Nearly everything is either 0.500000 or 1.000000

Wed Aug 15 17:58:48 CEST 2007

At first glance, it seems to me that one or two headers should not have 
that kind of effect.  Moving from 0 to 0.5 would require something else 
than all of a sudden having a few tokens slightly more spammy than 
before.  Are you classifying on the headers only?  Run a ham through 
with -vvv and see what all of the body tokens are contributing.

As a quick solution, if it were me, I would just grab my entire archive 
of hams and run it through training once.

BTW, this is why I never do batch training in the first place.  Just 
train on error and you should never have problems like this.

Tom

Jochem Huhmann wrote:
> Hi,
> 
> I'm using Bogofilter for a few years now and I'm quite happy with it.  
> I receive lots of spam, had only two or three false positives and not  
> too many false negatives.
> 
> But right now, after batch training Bogofilter with about 15000 spams  
> filtered by other means, I've observed a strange thing: *All* mails  
> get a bogosity of either 0.000000 (very rare, always ham mails),  
> 0.500000 (nearly all good mails and all false negatives) or 1.000000  
> (all spam mails). This was certainly not the case before the last  
> training batch, I had good mails always at or very near 0, spam at or  
> near 1 and false negatives somewhere in between. As it should be.
> 
> Baffling. I decided to have a look at some mails with "bogofilter - 
> vvv": It looks as if headers identically found in all mails (spam and  
> ham) drag the bogosity heavily towards "spammy", so that even  
> otherwise clearly good mails go to 0.500000. These headers are  
> inserted by the two last SMTP servers on the way in, so they are  
> present in all mails. This again lead me to look at the message counts:
> 
> $ bogoutil -p .bogofilter/wordlist.db .MSG_COUNT
>                                   spam    good    Fisher
> .MSG_COUNT                     126749    5761  0.500000
> 
> Eek! This explains it somehow, there is more than twenty times more  
> spam than ham and so identical tokens found in all mails will drag  
> the bogosity up. But wait: I have received *many* more good mails  
> than just 5761! I've about 25000 mails right now laying around (and I  
> don't keep everything).
> 
> Hmm. Then I remembered that I had set thresh_update=0.01 in  
> ~/.bogofilter.cf which lead to clearly good or spammy mails not to be  
> registered at all and since good mails were nearly always at 0, they  
> didn't register anymore.
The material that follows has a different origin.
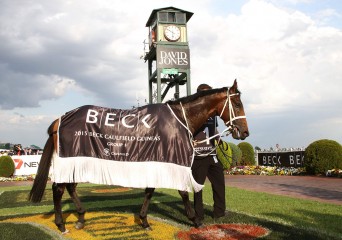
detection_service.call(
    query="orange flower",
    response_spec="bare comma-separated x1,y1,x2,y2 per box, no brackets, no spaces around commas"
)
177,224,269,240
Together with me cleaning up the database  
> once a year  from old tokens not used for a while *and* the recent  
> batch training  with 15000 spams I have now a database full of spam  
> tokens and quite void of ham tokens...
> 
> What to do now? Just wait for Bogofilter to catch up on tokens from  
> good mail (since they are far away from 0 now they will be registered  
> again)? Toss away the database and completely retrain with all good  
> mail and an equal amount of spam (is 1:1 a good idea anyway?)?  
> Manually remove all the common header tokens from the database to  
> make the actually meaningful tokens stand out more?
> 
> I have to say that while good mails are now at 0.500000 there's still  
> a good distance to the spam cutoff of 0.99, so I don't really fear  
> false positives. But seeing both false negatives (which are clearly  
> spammy to the eye) *and* perfectly good mail both registering exactly  
> the same bogosity makes me somewhat uneasy.
> 
> 
> 	Jochem
>